In a short time span we’ve seen a great improvement first in the fish, and now this year in their numbers and access to them.
This is the fifth year since the coho brood stock was replaced with three years of egg taken from a Taku river tributary. Alaska Department of Fish and Game are very particular about the genetics for stocking. Thanks go to DIPAC and the Alaska Department of Fish and Game for the work of identifying a local stock with good genes and ample runs from which to take new brood stock without jeopardizing the stream’s population. In the past two years these fish returned much larger and healthier looking than the previous cohos.
This year we saw the first year of returns from an expanded facility that DIPAC has dedicated to production of coho and king salmon for local sport fisheries. It’s the new building behind the main hatchery building. DIPAC would not exist if not for the Macaulay family and other individuals that started it and the support of the local commercial salmon fleet. Much of this additional coho production was imprinted to return to the Thane area.
The Sheep Creek area has big advantages. While big storms and winds roiled local streams and kicked up silt in the Mendenhall Wetlands, the Thane area quickly clears up in the turn of a tide. Shoreline access to the wetlands is limited to the east bank’s long hike in from Sunny point or the airport. The Douglas side has three public access points for nine miles of shoreline. The DIPAC area and the mouth of Salmon Creek itself is ok if you like snagging or fishing right next to other people. On a low tide, the outer sand bar at the Sheep Creek and Thane Ore House area offers nearly a quarter mile of safe, gentle beach, enough room for fly and spin fishermen to spread out and fish without bothering each other. Early in the run the cohos seemed to range up and down the shoreline and many were also caught in the avalanche area.

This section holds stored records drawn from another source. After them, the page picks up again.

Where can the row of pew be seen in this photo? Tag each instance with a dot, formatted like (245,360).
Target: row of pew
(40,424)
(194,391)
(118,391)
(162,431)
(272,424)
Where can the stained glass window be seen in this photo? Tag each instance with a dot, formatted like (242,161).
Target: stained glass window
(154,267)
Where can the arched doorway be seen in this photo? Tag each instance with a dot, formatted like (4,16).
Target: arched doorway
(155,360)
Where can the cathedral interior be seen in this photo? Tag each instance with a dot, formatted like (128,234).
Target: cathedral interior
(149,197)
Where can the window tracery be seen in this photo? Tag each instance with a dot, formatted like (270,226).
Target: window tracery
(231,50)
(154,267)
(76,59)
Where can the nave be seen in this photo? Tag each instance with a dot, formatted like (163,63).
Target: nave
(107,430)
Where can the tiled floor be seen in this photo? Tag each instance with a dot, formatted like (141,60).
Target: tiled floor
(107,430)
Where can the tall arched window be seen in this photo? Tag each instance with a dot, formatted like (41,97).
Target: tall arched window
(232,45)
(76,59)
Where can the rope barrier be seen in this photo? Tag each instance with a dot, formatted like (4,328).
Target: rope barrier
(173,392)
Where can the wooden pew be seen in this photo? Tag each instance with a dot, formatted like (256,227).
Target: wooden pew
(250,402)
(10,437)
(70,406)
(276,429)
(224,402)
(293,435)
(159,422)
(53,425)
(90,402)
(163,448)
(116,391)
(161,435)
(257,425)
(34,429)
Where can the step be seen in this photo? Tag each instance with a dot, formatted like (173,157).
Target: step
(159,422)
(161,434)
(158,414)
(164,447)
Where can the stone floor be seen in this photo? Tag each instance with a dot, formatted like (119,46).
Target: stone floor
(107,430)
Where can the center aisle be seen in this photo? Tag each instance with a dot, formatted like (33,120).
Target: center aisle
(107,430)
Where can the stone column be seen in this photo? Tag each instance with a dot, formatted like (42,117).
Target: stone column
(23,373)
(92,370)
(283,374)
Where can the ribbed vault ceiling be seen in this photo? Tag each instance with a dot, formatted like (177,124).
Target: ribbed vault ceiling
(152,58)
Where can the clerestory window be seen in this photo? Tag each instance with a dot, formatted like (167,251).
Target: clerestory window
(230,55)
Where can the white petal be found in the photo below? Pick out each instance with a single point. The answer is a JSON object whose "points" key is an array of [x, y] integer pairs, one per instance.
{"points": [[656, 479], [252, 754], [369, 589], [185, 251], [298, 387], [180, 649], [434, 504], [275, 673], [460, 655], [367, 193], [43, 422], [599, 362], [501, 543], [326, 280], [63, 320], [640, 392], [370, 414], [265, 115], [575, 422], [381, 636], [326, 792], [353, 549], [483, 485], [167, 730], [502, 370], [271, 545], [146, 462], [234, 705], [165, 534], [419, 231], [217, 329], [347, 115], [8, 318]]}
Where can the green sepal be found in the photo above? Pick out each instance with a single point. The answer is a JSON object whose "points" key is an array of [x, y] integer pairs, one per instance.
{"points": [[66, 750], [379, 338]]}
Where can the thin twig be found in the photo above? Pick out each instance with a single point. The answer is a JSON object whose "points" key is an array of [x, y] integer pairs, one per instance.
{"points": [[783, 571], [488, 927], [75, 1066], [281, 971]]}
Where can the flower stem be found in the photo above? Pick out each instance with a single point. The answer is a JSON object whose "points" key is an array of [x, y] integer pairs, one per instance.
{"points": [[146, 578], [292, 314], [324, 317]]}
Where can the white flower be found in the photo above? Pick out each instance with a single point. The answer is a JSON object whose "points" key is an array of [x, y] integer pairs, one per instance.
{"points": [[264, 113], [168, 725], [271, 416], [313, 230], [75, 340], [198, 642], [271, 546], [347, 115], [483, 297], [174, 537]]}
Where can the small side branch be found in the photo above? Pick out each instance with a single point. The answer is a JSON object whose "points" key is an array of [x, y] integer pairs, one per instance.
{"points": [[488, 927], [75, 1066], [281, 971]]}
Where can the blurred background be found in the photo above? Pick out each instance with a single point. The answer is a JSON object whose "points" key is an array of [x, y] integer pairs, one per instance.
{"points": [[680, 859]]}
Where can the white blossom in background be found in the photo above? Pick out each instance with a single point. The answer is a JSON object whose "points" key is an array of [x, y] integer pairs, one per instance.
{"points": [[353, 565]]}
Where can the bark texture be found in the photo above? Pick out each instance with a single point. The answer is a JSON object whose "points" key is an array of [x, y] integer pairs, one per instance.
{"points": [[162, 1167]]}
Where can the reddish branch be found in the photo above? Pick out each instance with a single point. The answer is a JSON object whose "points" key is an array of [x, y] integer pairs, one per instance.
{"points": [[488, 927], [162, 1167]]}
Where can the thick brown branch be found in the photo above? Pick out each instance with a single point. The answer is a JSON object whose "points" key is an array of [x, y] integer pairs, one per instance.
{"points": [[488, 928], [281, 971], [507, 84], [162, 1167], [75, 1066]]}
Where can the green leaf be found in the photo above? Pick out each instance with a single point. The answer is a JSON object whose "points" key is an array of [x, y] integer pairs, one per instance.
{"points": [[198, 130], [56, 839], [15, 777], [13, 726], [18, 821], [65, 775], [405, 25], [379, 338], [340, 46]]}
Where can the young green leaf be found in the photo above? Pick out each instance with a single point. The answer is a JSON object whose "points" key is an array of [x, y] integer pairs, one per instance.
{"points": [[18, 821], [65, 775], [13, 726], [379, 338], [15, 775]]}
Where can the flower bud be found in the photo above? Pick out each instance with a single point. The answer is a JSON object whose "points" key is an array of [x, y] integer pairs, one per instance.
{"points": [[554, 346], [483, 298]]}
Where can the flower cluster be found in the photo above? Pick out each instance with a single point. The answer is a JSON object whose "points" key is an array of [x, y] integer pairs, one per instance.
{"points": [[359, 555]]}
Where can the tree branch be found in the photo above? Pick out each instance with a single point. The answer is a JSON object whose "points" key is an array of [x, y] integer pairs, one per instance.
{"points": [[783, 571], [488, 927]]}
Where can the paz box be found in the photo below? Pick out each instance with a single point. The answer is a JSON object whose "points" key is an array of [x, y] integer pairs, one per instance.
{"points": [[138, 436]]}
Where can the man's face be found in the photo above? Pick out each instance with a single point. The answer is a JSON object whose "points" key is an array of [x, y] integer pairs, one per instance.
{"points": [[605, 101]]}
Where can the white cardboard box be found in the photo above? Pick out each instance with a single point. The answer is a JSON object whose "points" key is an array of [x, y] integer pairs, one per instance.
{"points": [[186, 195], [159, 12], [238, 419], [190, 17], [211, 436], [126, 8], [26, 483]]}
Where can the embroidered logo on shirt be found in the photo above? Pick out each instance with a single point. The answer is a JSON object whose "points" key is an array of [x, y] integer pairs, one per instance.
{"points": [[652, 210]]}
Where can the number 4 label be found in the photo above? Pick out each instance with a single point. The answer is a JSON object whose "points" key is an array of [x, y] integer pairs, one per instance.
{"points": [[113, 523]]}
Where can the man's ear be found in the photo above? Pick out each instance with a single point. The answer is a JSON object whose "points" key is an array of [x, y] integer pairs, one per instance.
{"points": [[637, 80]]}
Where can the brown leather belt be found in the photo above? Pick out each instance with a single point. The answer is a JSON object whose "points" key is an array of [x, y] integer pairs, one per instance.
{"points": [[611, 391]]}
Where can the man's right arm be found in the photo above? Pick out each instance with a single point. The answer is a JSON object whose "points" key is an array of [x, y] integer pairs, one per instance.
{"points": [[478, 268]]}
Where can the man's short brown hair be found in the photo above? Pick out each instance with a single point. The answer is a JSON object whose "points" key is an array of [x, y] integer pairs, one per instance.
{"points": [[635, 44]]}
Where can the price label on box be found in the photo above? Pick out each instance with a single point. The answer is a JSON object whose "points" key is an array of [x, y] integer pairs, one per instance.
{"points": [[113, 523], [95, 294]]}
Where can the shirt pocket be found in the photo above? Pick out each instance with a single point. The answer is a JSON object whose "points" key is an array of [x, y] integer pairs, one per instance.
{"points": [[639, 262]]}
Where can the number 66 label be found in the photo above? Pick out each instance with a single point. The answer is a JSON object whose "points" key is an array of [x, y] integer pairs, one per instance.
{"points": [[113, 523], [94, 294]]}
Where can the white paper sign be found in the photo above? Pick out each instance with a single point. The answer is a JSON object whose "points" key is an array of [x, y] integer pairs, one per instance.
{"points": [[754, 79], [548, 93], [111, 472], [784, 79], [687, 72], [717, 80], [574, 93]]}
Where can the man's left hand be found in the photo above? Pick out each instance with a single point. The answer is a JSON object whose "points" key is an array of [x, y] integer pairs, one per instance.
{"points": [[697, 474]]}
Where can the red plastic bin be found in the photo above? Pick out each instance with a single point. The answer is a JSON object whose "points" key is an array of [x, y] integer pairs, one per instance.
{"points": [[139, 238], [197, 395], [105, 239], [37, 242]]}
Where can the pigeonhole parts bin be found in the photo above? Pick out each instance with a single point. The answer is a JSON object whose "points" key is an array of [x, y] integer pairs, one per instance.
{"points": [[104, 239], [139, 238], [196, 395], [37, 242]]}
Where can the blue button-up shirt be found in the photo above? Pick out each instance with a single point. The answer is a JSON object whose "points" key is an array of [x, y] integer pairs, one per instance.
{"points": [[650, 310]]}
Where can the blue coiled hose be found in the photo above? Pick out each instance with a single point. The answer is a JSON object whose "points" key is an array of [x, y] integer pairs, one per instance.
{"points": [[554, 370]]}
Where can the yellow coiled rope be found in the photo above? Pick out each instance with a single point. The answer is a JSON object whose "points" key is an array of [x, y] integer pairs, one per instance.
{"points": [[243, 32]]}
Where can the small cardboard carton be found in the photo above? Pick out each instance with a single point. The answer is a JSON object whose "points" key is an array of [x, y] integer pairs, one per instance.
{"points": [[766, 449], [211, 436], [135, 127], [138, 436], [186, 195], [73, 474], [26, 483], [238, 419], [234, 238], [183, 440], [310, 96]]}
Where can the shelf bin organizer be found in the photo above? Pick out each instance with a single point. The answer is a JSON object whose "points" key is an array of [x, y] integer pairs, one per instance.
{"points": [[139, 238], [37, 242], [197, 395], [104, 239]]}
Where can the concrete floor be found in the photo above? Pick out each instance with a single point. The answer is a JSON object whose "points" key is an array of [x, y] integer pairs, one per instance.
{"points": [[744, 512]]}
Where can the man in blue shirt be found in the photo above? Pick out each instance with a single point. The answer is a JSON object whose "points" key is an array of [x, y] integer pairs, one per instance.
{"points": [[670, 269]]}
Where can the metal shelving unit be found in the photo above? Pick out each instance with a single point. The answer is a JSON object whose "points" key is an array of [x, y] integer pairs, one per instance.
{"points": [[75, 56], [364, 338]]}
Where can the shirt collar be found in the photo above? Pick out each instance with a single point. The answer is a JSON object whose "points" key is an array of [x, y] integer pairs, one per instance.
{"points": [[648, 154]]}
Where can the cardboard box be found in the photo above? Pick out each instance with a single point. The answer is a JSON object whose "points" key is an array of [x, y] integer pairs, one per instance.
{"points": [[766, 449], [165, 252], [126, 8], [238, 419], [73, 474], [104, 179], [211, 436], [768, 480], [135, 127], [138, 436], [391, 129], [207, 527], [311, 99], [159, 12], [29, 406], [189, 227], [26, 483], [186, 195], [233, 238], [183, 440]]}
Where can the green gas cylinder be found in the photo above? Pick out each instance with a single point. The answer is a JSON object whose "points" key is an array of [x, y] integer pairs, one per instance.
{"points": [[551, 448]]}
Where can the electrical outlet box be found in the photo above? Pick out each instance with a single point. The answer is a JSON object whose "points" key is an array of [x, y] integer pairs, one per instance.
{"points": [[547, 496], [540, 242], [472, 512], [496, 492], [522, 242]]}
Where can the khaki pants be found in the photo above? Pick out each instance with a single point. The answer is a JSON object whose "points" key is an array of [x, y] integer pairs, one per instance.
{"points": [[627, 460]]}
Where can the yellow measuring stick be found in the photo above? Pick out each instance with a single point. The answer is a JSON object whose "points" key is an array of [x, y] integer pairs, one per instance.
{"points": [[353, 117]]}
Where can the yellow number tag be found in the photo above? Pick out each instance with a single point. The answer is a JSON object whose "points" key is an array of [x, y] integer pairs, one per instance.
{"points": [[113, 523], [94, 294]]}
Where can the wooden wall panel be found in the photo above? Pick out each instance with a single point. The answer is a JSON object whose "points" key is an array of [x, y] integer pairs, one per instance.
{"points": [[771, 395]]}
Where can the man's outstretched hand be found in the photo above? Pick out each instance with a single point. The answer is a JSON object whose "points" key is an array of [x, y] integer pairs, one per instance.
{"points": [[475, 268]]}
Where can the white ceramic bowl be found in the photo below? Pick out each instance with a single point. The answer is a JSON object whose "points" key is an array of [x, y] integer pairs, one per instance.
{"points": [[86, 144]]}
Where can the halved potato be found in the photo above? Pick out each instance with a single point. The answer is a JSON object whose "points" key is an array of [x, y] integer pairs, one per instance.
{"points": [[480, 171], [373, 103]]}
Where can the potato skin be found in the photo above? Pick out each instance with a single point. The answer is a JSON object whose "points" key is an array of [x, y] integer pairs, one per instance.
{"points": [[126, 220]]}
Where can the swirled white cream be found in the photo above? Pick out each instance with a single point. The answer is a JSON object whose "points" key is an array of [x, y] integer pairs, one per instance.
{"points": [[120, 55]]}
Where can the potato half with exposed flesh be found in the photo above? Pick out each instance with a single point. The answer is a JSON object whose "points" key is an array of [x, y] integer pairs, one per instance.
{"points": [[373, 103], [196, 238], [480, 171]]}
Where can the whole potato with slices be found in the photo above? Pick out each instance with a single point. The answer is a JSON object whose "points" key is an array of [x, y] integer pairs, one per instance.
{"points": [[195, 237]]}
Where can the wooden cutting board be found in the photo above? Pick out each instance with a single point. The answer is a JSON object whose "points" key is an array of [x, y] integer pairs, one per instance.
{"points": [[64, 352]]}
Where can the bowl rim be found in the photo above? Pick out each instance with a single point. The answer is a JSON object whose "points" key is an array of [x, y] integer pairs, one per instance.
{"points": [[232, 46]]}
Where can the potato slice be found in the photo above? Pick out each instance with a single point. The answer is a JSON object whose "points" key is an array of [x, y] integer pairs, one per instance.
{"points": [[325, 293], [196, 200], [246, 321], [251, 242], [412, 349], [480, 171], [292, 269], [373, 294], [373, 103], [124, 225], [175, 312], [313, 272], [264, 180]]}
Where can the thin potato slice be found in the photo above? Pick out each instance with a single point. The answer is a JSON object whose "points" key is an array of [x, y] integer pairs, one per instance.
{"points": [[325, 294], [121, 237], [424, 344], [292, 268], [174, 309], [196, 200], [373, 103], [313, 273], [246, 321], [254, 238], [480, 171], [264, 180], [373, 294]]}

Step outside Alaska and talk salmon and you’ll hear the close-minded mantra that hatcheries are bad for wild salmon. Sure, that may be true when the hatchery was part of a package deal with a dam or other project to eliminate salmon habitat. Where wild salmon habitat is still intact and viable, nothing could be further from the truth, and hatchery salmon opportunities reduce pressure on wild salmon. The salmon that DIPAC provides for our freezers unequivocally helps our three very small salmon fishing streams: Montana Creek, Peterson Creek and Cowee Creek. These streams cannot possibly make a meaningful contribution to the food needs of a captive population of 30,000 people. This year, there have been fewer people fishing them and those that do have been more content to leave their catch in the creeks to spawn for the future.
Thanks to the DIPAC Thane Coho program, Juneauites can have our fish and eat it too!
• Mark Vinsel is a former president of Raincountry Flyfishers and represents roadside non-marine fisheries on the DIPAC Board of Directors.